Sunday, 02 March 2008

New ideas for solar power at home

Supplying electricity using fossil fuels continues to emit pollution and CO2 into the atmosphere in large quantities. Nuclear power is cleaner but poses other problems. Huge resources are available free of charge to provide renewable energy. Solar power is a major source, and much attention has been focused on harnessing this resource in recent years. Some of this has been on providing alternative power sources for national electricity grids, while there has also been some attention on developing domestic solar power systems.

Imagine being self sufficient at home for your electricity needs? This could become a reality more easily than many people think!

Solar energy can be harnessed in two main ways. Using the heat provided by the sun for heating water using solar panels. These have been in use in some countries for many years. This is known as thermal energy. Solar panels using copper piping (or other technology) are installed on the roof and provide a major part of the hot water requirements for the average home.

The second main method is to use the light energy to the sun. This is captured using photo voltaic (PV) panels that transform this energy into electricity.

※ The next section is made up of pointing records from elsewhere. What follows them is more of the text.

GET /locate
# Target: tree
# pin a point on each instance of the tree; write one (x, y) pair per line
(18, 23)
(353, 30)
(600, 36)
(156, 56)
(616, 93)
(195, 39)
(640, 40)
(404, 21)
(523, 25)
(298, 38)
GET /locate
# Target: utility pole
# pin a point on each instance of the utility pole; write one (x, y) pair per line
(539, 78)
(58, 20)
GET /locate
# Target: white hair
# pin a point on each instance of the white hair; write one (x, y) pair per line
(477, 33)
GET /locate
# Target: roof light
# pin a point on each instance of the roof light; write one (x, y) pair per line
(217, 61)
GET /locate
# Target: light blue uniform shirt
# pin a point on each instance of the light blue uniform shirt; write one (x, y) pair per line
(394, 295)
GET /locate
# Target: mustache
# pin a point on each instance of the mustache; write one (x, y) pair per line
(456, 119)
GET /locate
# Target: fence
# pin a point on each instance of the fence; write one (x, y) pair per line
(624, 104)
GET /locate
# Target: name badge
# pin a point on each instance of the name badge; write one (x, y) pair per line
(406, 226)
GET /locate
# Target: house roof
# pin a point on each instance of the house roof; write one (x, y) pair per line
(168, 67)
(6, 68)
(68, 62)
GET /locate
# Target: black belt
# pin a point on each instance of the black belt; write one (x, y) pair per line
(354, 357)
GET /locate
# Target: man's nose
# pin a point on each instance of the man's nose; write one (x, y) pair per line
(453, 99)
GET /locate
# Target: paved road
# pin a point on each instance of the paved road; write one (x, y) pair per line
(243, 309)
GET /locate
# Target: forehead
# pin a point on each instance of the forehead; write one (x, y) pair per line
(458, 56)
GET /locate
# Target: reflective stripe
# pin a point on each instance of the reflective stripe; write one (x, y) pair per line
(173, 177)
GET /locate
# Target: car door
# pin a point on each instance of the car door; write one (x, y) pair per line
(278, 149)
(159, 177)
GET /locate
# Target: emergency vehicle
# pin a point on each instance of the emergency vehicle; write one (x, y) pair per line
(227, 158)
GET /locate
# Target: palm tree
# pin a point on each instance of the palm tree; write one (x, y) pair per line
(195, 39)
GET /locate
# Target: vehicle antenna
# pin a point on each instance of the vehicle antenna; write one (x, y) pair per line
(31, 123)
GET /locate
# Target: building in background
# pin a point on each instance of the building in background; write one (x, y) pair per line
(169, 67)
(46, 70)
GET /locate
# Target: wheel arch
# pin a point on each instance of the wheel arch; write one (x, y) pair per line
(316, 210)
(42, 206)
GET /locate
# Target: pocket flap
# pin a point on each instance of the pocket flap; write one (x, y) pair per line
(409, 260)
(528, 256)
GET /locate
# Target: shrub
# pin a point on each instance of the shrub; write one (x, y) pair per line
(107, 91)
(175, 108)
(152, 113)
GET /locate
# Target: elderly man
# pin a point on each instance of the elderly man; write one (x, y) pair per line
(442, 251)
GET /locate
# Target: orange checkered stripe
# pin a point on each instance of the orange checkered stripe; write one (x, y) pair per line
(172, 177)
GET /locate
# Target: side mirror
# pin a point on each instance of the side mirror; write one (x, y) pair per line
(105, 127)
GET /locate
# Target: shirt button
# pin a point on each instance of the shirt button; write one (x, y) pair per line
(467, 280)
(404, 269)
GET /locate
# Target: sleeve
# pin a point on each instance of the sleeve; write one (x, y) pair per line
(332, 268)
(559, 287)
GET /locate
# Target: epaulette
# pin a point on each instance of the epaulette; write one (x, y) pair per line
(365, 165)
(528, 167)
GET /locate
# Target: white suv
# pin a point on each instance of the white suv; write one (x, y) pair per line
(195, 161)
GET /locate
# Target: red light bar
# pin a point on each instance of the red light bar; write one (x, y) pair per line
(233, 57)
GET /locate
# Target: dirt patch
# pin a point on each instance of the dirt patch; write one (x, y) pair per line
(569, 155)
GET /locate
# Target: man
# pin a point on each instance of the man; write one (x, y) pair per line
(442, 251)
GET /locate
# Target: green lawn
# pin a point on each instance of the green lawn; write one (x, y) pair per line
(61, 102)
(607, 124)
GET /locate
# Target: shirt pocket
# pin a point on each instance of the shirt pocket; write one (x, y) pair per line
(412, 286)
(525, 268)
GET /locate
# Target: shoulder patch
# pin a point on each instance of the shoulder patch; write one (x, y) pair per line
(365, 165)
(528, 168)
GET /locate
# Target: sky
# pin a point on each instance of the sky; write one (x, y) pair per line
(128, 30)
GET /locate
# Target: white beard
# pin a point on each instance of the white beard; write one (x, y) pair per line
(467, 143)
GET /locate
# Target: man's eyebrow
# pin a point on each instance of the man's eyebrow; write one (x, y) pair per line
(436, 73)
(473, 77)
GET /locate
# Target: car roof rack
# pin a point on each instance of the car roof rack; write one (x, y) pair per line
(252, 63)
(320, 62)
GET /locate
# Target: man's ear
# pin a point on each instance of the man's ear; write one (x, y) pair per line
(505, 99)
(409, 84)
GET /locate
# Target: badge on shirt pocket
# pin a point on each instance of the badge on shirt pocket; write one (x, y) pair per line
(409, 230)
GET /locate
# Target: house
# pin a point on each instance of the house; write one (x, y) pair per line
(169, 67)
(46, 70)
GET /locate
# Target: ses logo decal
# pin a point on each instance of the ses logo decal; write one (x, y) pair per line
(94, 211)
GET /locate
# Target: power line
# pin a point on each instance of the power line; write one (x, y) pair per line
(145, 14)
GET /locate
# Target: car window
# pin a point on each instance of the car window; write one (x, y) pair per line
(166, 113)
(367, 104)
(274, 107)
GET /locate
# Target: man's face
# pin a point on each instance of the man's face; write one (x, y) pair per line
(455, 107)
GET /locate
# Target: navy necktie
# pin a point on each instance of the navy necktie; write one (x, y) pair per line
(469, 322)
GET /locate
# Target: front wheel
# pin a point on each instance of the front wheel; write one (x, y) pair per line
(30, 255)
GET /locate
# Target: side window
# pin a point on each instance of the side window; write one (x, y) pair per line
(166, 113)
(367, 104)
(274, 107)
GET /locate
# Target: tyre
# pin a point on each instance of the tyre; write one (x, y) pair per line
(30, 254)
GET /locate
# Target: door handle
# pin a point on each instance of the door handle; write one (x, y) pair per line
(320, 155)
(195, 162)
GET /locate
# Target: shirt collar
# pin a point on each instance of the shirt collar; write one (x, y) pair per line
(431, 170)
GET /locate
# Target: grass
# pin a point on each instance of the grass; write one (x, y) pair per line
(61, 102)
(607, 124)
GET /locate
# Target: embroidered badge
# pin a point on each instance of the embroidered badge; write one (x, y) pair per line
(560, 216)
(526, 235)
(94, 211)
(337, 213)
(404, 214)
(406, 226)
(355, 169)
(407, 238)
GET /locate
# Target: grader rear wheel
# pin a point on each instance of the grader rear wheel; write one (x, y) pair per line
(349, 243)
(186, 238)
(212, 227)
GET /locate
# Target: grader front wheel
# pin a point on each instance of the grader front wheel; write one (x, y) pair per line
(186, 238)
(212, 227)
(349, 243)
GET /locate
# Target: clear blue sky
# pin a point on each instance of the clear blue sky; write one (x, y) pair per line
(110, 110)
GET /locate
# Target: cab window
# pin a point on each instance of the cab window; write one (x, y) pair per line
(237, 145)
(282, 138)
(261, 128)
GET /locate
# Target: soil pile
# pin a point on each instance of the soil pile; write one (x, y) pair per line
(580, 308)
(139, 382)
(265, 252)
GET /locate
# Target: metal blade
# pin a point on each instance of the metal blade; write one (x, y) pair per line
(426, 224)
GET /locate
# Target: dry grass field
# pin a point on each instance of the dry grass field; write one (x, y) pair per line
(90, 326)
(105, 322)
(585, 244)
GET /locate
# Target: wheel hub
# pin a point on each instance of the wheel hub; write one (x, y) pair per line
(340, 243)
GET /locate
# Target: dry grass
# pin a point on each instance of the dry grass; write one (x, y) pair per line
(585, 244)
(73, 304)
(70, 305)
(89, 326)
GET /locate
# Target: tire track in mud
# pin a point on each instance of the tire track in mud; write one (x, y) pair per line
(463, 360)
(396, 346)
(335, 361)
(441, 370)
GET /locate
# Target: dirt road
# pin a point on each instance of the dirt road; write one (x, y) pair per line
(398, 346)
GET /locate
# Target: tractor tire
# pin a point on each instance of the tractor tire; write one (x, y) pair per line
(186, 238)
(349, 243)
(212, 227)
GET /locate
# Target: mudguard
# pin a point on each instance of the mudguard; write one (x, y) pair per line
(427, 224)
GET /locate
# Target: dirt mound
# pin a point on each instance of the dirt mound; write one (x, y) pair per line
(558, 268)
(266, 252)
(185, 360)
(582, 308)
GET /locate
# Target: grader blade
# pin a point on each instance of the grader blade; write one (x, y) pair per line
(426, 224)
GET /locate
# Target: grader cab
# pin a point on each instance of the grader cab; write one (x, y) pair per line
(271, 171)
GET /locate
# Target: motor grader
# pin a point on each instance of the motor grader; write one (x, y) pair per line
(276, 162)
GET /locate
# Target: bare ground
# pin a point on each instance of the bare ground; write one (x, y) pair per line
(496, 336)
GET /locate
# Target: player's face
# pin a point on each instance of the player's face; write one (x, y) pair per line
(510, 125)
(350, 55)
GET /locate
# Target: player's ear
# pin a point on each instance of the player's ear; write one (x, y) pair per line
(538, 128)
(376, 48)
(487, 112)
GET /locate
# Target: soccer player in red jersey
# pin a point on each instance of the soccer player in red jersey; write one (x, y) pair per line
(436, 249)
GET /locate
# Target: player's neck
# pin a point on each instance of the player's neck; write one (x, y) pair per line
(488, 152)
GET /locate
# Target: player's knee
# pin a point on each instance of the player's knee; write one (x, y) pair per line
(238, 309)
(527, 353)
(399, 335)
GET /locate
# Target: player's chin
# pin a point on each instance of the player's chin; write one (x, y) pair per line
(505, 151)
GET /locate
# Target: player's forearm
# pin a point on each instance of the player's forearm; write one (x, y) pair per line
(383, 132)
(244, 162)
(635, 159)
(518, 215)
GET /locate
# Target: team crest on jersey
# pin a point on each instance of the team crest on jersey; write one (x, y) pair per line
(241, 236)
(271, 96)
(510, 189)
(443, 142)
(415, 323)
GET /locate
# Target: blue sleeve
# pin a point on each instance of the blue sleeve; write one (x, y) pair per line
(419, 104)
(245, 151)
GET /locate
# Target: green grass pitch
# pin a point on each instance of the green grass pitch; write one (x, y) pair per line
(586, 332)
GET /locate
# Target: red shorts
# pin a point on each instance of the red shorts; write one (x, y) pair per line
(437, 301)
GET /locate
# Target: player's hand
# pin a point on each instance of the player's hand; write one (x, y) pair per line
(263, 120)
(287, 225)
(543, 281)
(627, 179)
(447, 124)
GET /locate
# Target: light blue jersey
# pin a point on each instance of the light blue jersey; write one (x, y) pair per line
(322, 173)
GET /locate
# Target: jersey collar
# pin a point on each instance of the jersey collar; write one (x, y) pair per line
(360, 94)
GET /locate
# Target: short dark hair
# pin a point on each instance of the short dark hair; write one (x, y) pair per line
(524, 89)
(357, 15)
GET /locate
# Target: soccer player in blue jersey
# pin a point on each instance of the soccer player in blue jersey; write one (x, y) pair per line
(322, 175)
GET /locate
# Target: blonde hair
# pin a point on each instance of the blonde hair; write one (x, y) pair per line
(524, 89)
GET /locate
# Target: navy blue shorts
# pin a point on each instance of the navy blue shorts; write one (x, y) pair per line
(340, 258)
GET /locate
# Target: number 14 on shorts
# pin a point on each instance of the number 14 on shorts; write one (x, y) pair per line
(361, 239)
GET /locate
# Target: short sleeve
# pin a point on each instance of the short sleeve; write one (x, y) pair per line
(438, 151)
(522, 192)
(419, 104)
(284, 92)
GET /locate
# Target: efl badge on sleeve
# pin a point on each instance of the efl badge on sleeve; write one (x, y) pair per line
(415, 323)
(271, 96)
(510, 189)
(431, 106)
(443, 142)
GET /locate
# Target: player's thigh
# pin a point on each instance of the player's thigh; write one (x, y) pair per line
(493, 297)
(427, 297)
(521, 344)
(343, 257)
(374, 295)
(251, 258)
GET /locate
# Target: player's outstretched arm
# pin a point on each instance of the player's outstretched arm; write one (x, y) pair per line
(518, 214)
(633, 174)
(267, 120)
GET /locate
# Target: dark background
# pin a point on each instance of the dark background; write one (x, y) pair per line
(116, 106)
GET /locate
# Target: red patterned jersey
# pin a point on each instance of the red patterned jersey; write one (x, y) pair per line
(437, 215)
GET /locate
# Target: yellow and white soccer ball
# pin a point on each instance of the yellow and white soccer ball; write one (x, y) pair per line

The thermal panels are very efficient if used in a country where there is a large amount of sunshine. The PV system at present is still very expensive. The cost of transforming a home to rely on PV power is very high and it will take many years of electricity savings to recover this cost.

A slightly different approach is to use concentrated solar thermal energy to power steam-driven turbines. The system uses a series of mirrors focused on a very small area to produce a large amount of heat. The heat is used to produce steam to power a steam turbine.

While this technology is being developed for large scale power generation, there has so far been no initiative to develop this type of technology for simple domestic use.

However, a South African based entrepreneur believes that this is a viable solution to providing most of the needs of an average household. The turbine is simple to build, and will not require much space. Research into the amount of mirrors that are required to generate enough heat to drive the turbine is at present unknown, and is the subject of some research that is being undertaken. A large battery can be built to store additional electricity to provide for night time electricity requirements. The main obstacle to the development of this system is the availability funds, and investors are currently being sought out.

The cost of the system is expected to be a fraction of the cost of PV panels. The benefits include not only years of savings on electricity, but a major contribution to the improvement of the environment.